Well, well, well! It seems like the experimenter has quite the electrifying situation on their hands. To zap those photoelectrons out of the tungsten, they'll need some high-frequency light.
Now, let's get a little scientific here. We know that the maximum kinetic energy of the photoelectrons is 2.0 eV. Since we want to find the frequency of the light, we can play around with Einstein's equation, E = hf (don't worry, it's not as complicated as it sounds).
To convert 2.0 eV to joules, we multiply it by the conversion factor, which is about 1.602 x 10^-19 J/eV. That gives us approximately 3.2 x 10^-19 J.
The speed of light, c, is approximately 3.0 x 10^8 m/s. Using this information, we can rearrange the equation E = hf to solve for the frequency, f.
f = E / h
Where h is the famous Planck's constant, which is about 6.626 x 10^-34 J·s.
Plugging in the values, we get:
f = (3.2 x 10^-19 J) / (6.626 x 10^-34 J·s)

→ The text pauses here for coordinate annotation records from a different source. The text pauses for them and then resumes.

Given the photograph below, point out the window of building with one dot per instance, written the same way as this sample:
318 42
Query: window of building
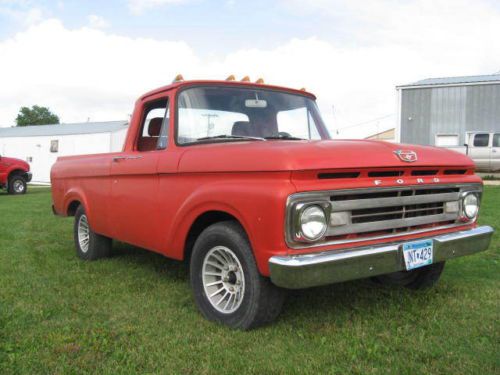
447 140
496 140
54 145
481 140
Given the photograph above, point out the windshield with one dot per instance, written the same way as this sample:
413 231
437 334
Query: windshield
233 113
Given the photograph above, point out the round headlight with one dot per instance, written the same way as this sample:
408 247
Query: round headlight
470 206
313 223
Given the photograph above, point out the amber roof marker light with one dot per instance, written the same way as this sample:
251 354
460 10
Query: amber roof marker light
178 78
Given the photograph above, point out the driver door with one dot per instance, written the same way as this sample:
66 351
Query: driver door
135 181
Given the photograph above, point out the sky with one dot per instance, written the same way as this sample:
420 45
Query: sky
90 60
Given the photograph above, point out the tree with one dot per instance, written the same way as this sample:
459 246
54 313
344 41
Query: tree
36 115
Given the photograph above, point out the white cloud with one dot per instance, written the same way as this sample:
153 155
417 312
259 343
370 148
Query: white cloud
139 6
88 72
97 22
22 14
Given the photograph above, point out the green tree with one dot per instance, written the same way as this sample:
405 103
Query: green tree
36 115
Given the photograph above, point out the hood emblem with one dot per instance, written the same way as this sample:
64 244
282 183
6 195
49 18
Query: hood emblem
406 155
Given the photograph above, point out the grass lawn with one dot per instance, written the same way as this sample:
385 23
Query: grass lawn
134 313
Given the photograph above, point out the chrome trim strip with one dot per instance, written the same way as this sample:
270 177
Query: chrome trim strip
307 270
324 195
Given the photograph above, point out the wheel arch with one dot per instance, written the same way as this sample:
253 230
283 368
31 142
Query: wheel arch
72 201
14 172
203 221
193 220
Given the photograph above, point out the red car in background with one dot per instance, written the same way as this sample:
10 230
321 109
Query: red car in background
14 175
244 181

And the frequency of the light needed to illuminate the tungsten is approximately 4.8 x 10^14 Hz.
So, if you ever need to light up some tungsten, you'll know just what frequency to use! Just don't forget your protective goggles. Safety first, my friend!
To determine the frequency of light required to illuminate the tungsten and produce photoelectrons of maximum kinetic energy 2.0 eV, we can use the equation:
E = hf - Φ
Where:
E is the maximum kinetic energy of the photoelectrons
h is the Planck constant (6.626 x 10^(-34) J·s)

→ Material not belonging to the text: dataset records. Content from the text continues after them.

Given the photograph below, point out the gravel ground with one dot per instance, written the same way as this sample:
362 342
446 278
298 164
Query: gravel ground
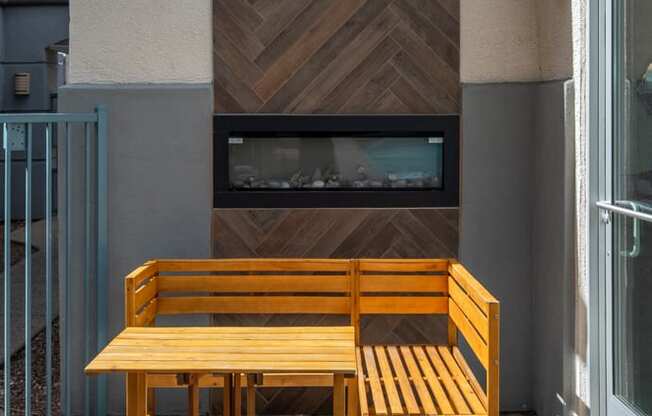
17 250
39 385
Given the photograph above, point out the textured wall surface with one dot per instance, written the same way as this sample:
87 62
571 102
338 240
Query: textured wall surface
335 233
148 41
515 40
499 41
159 196
555 39
496 219
346 56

f is the frequency of light
Φ is the work function, which is the minimum energy required to remove an electron from the material (in this case, tungsten)

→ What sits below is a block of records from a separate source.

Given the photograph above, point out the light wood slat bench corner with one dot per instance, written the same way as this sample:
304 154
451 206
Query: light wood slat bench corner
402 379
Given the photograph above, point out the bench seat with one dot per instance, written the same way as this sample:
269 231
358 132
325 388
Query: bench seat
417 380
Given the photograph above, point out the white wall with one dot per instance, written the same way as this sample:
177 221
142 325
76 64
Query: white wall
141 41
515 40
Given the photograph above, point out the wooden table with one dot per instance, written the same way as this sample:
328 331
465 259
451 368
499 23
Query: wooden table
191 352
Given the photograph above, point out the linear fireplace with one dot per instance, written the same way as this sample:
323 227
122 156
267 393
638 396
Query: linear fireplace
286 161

Given that the maximum kinetic energy (E) is 2.0 eV, we need to convert it to joules. Since 1 electronvolt (eV) is equal to 1.602 x 10^(-19) J, the maximum kinetic energy (E) can be expressed as:
E = (2.0 eV) * (1.602 x 10^(-19) J/eV) = 3.204 x 10^(-19) J
We are also given that the work function Φ of tungsten is such that no photoelectrons are emitted unless the wavelength of light is less than 270 nm. The work function (Φ) can be calculated using the equation:
Φ = hc/λ
Where:
c is the speed of light (3 x 10^8 m/s)
λ is the wavelength of light
To find the frequency (f) of the light, we can rearrange the first equation:
E + Φ = hf
f = (E + Φ) / h
Let's calculate the work function (Φ) first:
Φ = (hc) / λ
Φ = (6.626 x 10^(-34) J·s * 3 x 10^8 m/s) / (270 x 10^(-9) m)
Φ ≈ 2.449 x 10^(-19) J
Now, substitute the values into the equation to find the frequency (f):
f = (3.204 x 10^(-19) J + 2.449 x 10^(-19) J) / (6.626 x 10^(-34) J·s)
f ≈ 743.2 x 10^14 Hz
Therefore, approximately 743.2 x 10^14 Hz is the frequency of light that should be used to illuminate the tungsten in order to produce photoelectrons with a maximum kinetic energy of 2.0 eV.